Are we ignoring the systemic factors behind “inappropriate” use of emergency care?

November 11th, 2019

Emergency department visits for non-urgent issues are prevalent in the U.S., specifically among uninsured patients and patients with chronic health conditions. These so-called “inappropriate” or “avoidable” ED visits cost the health care system billions of dollars and may increase ED crowding and wait times.

Given the high cost of ED services and the availability of urgent care and other health care sites, policymakers have tried to encourage patients to use primary are and urgent care rather than the ED for non-urgent health problems. However, targeting patients in an effort to reduce “unnecessary” ED use may be misguided and harmful, write University of Pennsylvania doctors Krisda Chaiyachati and Shreya Kangovi, in a recent editorial in BMJ Safety and Quality. 

As Chaiyachati and Kangovi point out, labeling certain ED visits as “inappropriate” or “avoidable” attributes the problem to patient decisions, ignoring broader systemic factors that have a much greater impact on ED overuse. When we characterize ED visits as “inappropriate,” we are essentially faulting patients for making the decision to go to the ED; however there is a lot more behind that decision than simply a patient’s choice. 

“We may blame patients for visiting the ED inappropriately, when in reality, health care systems are often designed to funnel patients towards the ED,” Chaiyachati and Kangovi write. For example, health care services provided in the hospital generate far more revenue than those provided as an outpatient. While policymakers may be trying to reduce ED use to save money, hospitals may be doing the opposite, because it makes them more money.

In a particularly apt example, when Dr. Barbara McAneny launched a project to reduce unnecessary ED visits for cancer patients, nearby hospitals began sending flyers in the mail to patients to encourage them to go to the ED. The flyers read, “If the complications of your cancer seem urgent and you can’t reach your doctor, a trip to the emergency department could save your life.” Billboards advertising hospital ED wait times are another way hospitals encourage ED use, when going to a primary care clinic or urgent care would be cheaper. 

Even when hospitals do not directly encourage more ED use, patients may be referred to the ED by general practitioners because hospitals have certain resources that may not be available in primary care.
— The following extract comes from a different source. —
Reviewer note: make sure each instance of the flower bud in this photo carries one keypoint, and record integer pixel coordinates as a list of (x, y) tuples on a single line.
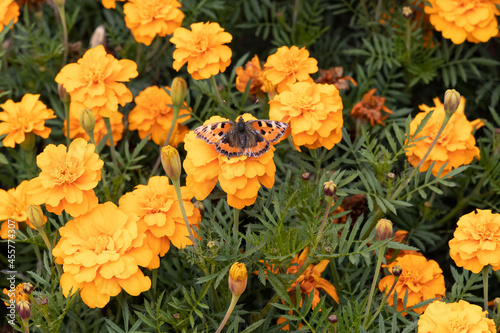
[(178, 91), (87, 120), (238, 277), (171, 162), (383, 230), (451, 100)]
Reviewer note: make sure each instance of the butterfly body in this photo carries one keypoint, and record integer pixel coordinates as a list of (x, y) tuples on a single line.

As Chaiyachati and Kangovi write, “Primary care practices and community-based services have fewer resources to manage the growing complexity of aging, chronically ill and comorbid populations” while EDs are “convenient one-stop shops replete with resources.” It makes sense that patients would go to the ED if they or their clinician suspect an urgent problem. 

If we want to reduce ED use, we should not increase cost sharing for ED visits like Anthem Insurance tried to do, by denying payment for ED visits that turn out not to be emergencies. Instead, we should make primary care and community-based facilities more equipped to handle urgent complaints. This will require increasing “after hours” care, as many outpatient facilities have done, but also potentially growing the clinical capacity of outpatient facilities, so that when patients come to them with an urgent problem, they have the staff and technology to handle it. 

Chaiyachati and Kangovi point out that we should look further upstream to reduce ED use, by improving the community conditions in low-income areas. “If our goal is truly to reduce ED use, then it makes sense to invest in interventions that address the underlying socioeconomic issues—hunger, joblessness, trauma—that often drive acute illness and ED utilisation in the first place,” they write.